Head exploding emoji.
- 🇨🇭Switzerland berdir Switzerland
Yeah, that is pretty interesting, and I think many sites will more often than not have a page/dynamic page cache miss due to cache tags instead of it not being in the cache at all.
I added a test to demonstrate that situation, it's interesting, but I think it's not in scope to be committed here and in its current form is IMHO too fragile. But as always with these performance issues, various interesting bits in there: The level of insight into performance metrics that we have now is really powerful and allows us to explicitly and fairly easily assert the exact behavior around caching.
* There is a bug in argument replacement, if there are more than 10 numbered placeholders, then it will replace "foo_10,foo_11,..." with "foo_1". reversed the args array to fix this, should probably be its own issue.
* I was really surprised to see those route queries, I currently don't understand why creating a new node invalidates route load caches (route match maybe, but specific raw route data? why would that change? somehow there's also a query before the current preload happens. The whole query is I think also too fragile and would be a pain to maintain, as every time we add or remove a module from standard or add/remove any of those routes we'd have to manually update that very, very long list. Good thing is that many of these problems will go away if we move forward with 🐛 RoutePreloader loads a lot of routes Active , except maybe the part why they are invalidated in the first place.
* the 7 caches being written are: data (2 route load caches, 1 views data cache), render (views render cache, including a redirect due to url:site cache context being added by something), dynamic page cache and page are obvious. I tried adding an explicit assert on those, but they contain absolute URL's and hashes, we would need to normalize those similar to queries.

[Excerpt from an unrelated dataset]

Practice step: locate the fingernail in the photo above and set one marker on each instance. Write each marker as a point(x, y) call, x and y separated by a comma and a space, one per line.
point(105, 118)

* cache tag preloading is working well, as expected. the only thing not covered yet with the preload list is views_data and the core extension config (we still don't delete all caches on a module install, only uninstall) and node_values. - 🇬🇧United Kingdom catch
I was really surprised to see those route queries, I currently don't understand why creating a new node invalidates route load caches (route match maybe, but specific raw route data? why would that change?
I just manually tested and the 'routes' cache tag wasn't invalidated, and I can't think how else that could get invalidated. It might be worth an extra page request prior to creating the node just to make sure that cache is definitely warmed. Worth splitting that test to its own issue then we can open spin-offs from there.
including a redirect due to url:site cache context being added by something
Might be worth an issue to discuss adding that to required cache contexts?
views_data
Left a couple of related comments in the URL for user_values and node_values - I think we could implement event subscribers in the respective modules for these.